Picasso’s Still Life with Chair (May 1912) painting is often considered the first modern collage, it is actually an assemblage of oil paint, oil cloth, glued paper, and rope, making it a three-dimensional bas-relief work. . The first paper-only collages, on the other hand, were made by Braque in the summer of 1912, when he used wood-textured wallpaper in a series of charcoal drawings. After a brief hiatus in collage activity, the art scene of the 1920s saw the arrival of the remarkable set of personal expressions by German Dada artist Kurt Schwitters achieved in collage and assemblage. He arranged papers that he found every day, as well as things of all kinds, on canvas, paper and cardboard supports, giving them another life and probably more remarkable.

In the 1930s, Henri Matisse used cut paper shapes as preparatory work for commissioned items that would be executed in other media.
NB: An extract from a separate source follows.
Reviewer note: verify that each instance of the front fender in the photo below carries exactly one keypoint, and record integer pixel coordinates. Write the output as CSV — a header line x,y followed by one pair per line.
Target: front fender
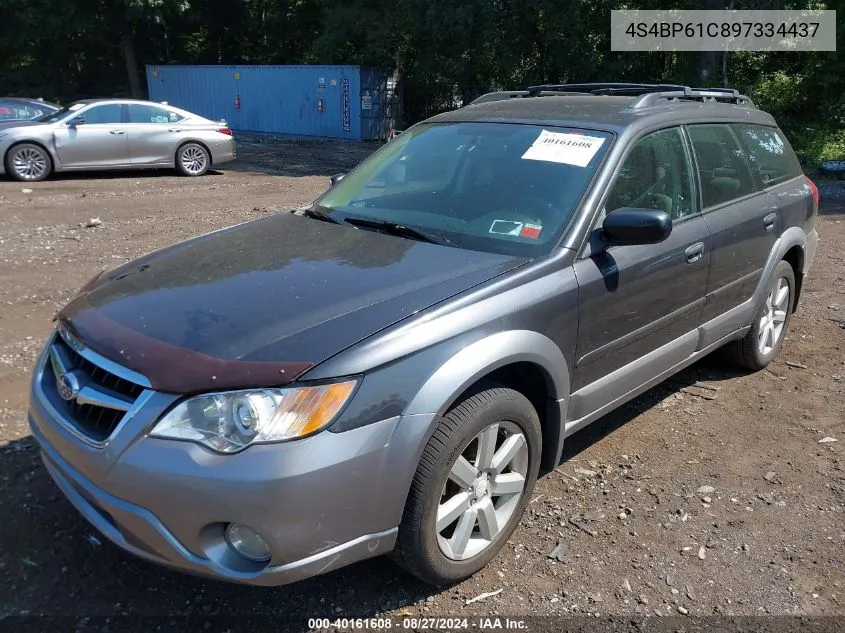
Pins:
x,y
482,357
But in 1947, he published a small collection of twenty color plates of his cut-out designs. Joseph Cornell’s work on stage as boxed assemblages in the early 1940s began the Abstract Expressionists’ search for collage as an art form. The freedom of expression engendered by means of collage explorations went directly to assemblages, constructions, and also combining paintings by Robert Rauschenberg, Jasper Johns, Jean Dubuffet, and Ellsworth Kelly, as well as their experimental work in the 1950s and 1960s. . And his particular work in turn created the conditions for the installations, appropriations, settings and works of new objects from the eighties and nineties.
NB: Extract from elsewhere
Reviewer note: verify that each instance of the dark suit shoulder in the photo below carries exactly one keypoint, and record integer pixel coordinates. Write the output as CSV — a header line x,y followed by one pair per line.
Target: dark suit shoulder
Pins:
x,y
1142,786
Mixed media art, drawing on the efforts of early artists, made mixed media an accessible art form for both skilled and novice artists. Both assemblage and collage can be combined with acrylic and watercolor paint, rubber stamped art, sculpture, and altered books. Fibers, torn papers, inks, glitter and beads are making their way into works of art, as well as commercial items like greeting cards and quilts. The near future of mixed media, it seems, is limited only by the creativity of the artists and everything they can get their hands on.